If you have ever ordered an item online, bought a new iPhone, or picked up a ripe California orange at the grocery store, you have utilized the enormous web of logistics that transports cargo around the world. Generally defined, logistics is the movement of goods from point of origin to point of sale. The Port of Brunswick plays a vital part in this global endeavor, including its position as the second busiest port for total roll-on/roll-off (vehicle) cargo in the United States.
Every shipper, whether they are exporting agricultural goods or importing cars, must protect that cargo while it journeys from point A to point B. The liability of logistics is a complicated business, incorporating numerous factors as cargo moves from ship to shore. To make matters even more complex, the laws that govern goods in transit over water are different from those that govern goods in transit over land.
Maritime law, also referred to as admiralty law, presides over the transit of cargo at sea. Many different international laws may govern any particular shipment, including the Carriers of Goods by Sea Act (COGSA), the Foreign Corrupt Practices Act (FCPA), and the United Nations Convention on Contracts for the International Sale of Goods (CISG; the Vienna Convention).
Under COGSA, ocean carriers are responsible for the items they transport, but that liability is limited to $500 per customary freight unit. For oversized cargo like boats, cars, and other large items—especially relevant in a port that is ranked number one for the import of new vehicles—the limitation of liability may vary according to the size or weight of the cargo in question. It is worth noting that the statute of limitations is shorter for ocean cargo claims; in the case of COGSA, it is a maximum term of one year.
Once cargo rolls off of a ship arriving at the Port of Brunswick, liability is no longer governed by maritime law. The bill of lading—the document that details a shipment of merchandise—is classified by how liability has been assigned, and generally places risk of loss on the land carrier (although there are exceptions).
Inland logistics liability is typically covered by the Carmack Amendment, whether that cargo moves by rail or motor. Passed in 1906, the Carmack Amendment has evolved to effectively serve as a unified national code of liability for interstate carriers. This places the burden of responsibility on carriers for cargo loss, but incorporates many complex factors and again comes with its own statute of limitations.

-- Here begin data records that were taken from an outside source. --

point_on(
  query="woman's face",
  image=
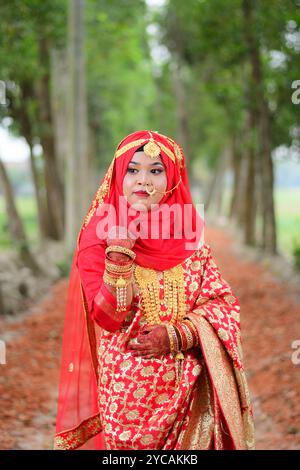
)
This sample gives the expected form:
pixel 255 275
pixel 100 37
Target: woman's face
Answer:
pixel 143 170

At the thriving Port of Brunswick, with goods moving in and out at ever higher volumes, protecting that cargo is a top priority for all parties involved. Shippers, carriers, warehouses, importers, and exporters deal with many moving parts, and each of those carries an aspect of liability. Staying up to date with the complex maritime and civil laws that affect liability is the greatest defense against logistical difficulties or damages that could arise at any point in cargo transit.